Com sinceridade cortante, Elton Fiebig explica por que luta para representar a FPJudô na comissão de atletas da CBJ

O tetracampeão mundial veterano afirma que respeita o Baby como pessoa e torce muito para ele como atleta, mas entende que ele não tem a isenção e a experiência necessárias para representar a maior potência do judô da América Latina

Gestão Esportiva
23 de outubro de 2020
Por PAULO PINTO I Artes FRANCISCO SANTOS
Curitiba – PR

As últimas semanas foram marcadas pela disputa dos atletas que farão parte da Comissão de Atletas Eletiva da Confederação Brasileira de Judô (CBJ) e, como era de se esperar, em São Paulo a temperatura subiu. Rafael Silva e Elton Fiebig estão em campanha e literalmente colocaram fogo no feno.

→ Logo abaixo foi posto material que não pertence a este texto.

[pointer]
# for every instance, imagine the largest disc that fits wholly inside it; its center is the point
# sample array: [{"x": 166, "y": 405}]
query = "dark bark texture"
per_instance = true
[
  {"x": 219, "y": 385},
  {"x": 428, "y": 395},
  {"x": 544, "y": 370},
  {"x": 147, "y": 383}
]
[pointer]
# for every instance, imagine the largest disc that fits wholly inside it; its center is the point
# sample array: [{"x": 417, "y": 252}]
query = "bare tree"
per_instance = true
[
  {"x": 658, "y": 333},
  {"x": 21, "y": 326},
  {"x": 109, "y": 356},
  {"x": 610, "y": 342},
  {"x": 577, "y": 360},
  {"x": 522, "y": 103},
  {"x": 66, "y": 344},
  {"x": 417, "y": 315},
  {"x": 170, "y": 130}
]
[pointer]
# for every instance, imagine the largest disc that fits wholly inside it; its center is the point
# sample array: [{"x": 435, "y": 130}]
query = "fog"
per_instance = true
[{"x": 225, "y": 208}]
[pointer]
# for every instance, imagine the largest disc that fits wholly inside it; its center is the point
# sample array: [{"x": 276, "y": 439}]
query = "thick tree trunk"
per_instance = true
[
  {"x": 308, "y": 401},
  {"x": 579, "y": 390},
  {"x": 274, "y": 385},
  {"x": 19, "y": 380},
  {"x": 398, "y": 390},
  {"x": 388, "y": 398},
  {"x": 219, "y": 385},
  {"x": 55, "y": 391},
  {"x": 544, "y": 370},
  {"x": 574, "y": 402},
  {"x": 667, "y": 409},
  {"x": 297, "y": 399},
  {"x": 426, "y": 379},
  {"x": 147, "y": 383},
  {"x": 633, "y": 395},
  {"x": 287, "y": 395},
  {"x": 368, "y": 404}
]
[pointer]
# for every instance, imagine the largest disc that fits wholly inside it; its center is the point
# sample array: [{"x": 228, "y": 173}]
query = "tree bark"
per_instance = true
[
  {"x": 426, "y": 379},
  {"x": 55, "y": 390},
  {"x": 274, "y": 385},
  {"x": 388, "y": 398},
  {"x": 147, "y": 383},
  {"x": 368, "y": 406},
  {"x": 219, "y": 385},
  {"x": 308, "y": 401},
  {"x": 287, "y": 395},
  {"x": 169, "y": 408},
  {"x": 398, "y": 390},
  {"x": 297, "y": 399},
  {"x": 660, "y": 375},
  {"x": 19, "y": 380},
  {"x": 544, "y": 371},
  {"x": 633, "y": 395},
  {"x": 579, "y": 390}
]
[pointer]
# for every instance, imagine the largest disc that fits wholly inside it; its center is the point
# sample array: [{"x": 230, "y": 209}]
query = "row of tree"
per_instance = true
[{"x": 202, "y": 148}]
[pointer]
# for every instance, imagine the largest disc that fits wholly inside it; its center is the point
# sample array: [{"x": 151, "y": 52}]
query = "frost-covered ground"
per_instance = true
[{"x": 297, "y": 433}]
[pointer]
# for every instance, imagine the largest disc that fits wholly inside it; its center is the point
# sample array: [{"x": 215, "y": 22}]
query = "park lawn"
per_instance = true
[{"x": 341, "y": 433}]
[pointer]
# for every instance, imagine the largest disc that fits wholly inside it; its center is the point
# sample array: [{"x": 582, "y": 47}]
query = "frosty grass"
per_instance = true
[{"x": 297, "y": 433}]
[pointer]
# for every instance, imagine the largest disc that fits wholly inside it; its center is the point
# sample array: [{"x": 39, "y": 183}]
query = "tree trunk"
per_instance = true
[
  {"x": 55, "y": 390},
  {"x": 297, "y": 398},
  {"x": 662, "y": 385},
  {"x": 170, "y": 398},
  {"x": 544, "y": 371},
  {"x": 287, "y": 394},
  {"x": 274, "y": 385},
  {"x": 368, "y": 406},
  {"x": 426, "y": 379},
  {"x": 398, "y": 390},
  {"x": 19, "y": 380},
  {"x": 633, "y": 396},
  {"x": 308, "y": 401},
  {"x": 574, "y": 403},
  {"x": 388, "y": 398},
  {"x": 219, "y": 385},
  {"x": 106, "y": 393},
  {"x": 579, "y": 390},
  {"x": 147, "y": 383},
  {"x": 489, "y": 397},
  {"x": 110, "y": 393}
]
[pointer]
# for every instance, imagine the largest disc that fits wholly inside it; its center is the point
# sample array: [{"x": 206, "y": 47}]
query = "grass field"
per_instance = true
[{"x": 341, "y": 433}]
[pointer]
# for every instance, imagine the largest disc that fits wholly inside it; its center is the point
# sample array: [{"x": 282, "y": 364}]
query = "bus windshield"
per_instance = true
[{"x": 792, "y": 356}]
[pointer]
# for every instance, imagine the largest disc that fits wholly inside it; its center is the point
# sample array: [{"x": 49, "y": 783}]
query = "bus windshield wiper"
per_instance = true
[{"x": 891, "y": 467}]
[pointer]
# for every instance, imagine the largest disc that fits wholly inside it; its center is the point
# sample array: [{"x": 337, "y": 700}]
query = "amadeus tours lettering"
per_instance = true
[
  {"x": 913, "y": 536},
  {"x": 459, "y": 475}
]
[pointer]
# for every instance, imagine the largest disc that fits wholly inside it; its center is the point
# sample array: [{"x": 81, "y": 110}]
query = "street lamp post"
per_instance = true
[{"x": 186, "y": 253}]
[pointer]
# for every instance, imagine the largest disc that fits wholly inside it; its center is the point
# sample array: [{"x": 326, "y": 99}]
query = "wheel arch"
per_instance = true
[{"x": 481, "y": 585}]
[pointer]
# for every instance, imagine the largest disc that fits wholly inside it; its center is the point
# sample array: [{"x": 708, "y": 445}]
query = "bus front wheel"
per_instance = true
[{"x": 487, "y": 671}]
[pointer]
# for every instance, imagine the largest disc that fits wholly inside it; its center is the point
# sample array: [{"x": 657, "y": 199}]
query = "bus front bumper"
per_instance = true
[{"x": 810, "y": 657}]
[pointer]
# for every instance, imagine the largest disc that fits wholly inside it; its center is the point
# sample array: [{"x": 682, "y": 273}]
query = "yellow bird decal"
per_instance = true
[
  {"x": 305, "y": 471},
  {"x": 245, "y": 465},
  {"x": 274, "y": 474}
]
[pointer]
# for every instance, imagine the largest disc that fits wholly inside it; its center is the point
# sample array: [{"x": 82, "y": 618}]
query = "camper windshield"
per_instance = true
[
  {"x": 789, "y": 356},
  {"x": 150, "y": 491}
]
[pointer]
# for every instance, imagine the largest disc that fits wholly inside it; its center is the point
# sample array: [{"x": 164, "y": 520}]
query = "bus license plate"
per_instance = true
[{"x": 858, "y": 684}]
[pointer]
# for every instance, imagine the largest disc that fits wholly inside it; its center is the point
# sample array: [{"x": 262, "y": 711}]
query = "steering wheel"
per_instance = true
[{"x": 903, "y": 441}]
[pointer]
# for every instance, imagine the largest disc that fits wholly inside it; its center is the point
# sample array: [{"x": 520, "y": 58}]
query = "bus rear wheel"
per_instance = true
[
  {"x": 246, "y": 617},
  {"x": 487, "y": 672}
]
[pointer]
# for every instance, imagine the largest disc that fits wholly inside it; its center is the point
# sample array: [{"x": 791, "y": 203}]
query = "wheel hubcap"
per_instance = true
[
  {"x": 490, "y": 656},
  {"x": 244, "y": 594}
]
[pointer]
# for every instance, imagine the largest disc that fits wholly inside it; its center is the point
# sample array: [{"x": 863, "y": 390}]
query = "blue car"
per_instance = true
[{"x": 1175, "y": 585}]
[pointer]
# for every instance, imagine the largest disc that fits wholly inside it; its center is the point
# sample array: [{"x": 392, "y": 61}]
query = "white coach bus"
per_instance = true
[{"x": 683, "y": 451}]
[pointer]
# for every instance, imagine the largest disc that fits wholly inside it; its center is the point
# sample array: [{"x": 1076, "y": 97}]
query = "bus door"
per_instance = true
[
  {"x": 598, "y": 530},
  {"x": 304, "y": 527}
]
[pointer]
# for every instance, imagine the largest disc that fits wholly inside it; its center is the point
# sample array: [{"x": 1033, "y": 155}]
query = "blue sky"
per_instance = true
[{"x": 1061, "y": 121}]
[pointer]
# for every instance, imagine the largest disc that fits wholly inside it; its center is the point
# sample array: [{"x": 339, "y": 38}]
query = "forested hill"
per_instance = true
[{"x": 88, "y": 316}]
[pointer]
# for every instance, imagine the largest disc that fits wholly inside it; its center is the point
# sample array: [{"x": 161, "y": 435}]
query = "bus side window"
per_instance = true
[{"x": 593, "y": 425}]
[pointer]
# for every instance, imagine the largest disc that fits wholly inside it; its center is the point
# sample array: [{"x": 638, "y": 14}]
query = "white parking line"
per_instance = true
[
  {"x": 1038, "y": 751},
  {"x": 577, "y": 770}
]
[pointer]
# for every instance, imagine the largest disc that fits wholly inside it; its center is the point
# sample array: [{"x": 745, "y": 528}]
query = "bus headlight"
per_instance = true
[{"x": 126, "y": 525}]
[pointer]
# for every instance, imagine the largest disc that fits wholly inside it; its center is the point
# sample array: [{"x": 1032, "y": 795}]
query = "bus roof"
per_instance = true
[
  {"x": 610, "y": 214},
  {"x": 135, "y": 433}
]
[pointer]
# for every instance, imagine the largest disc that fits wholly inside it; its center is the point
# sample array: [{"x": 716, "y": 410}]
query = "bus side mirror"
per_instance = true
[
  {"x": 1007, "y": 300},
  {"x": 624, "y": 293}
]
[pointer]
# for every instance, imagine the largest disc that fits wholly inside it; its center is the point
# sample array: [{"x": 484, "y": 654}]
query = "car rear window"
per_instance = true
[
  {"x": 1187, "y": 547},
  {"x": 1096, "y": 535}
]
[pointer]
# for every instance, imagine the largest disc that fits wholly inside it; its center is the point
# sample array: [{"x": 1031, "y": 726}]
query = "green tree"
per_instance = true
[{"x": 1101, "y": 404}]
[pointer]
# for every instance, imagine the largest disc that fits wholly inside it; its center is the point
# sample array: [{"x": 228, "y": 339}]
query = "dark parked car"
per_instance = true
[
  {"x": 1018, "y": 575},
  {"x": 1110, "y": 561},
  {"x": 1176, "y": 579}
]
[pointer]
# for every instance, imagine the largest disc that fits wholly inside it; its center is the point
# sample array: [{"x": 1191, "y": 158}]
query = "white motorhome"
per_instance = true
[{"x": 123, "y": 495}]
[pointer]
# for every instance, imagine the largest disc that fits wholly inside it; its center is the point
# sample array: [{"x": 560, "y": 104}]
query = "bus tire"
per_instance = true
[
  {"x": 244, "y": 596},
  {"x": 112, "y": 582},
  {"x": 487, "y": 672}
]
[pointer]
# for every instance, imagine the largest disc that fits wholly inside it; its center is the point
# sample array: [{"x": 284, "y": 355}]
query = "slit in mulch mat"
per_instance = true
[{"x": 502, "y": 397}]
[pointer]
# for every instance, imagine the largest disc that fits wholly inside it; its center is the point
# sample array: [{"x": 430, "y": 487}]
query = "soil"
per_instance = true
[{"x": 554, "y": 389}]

Extraoficialmente Baby é visto como candidato da CBJ, enquanto oficialmente Elton é o candidato da Federação Paulista de Judô.

Nesta semana a Budô ouviu Rafael Silva e o peso pesado destacou que ninguém sabe ainda quais serão os candidatos ao pleito que deve ocorrer até 15 de março, já Elton afirma que, independentemente de quais sejam os candidatos, ele defende a independência de São Paulo, enquanto seu oponente defende interesses da CBJ.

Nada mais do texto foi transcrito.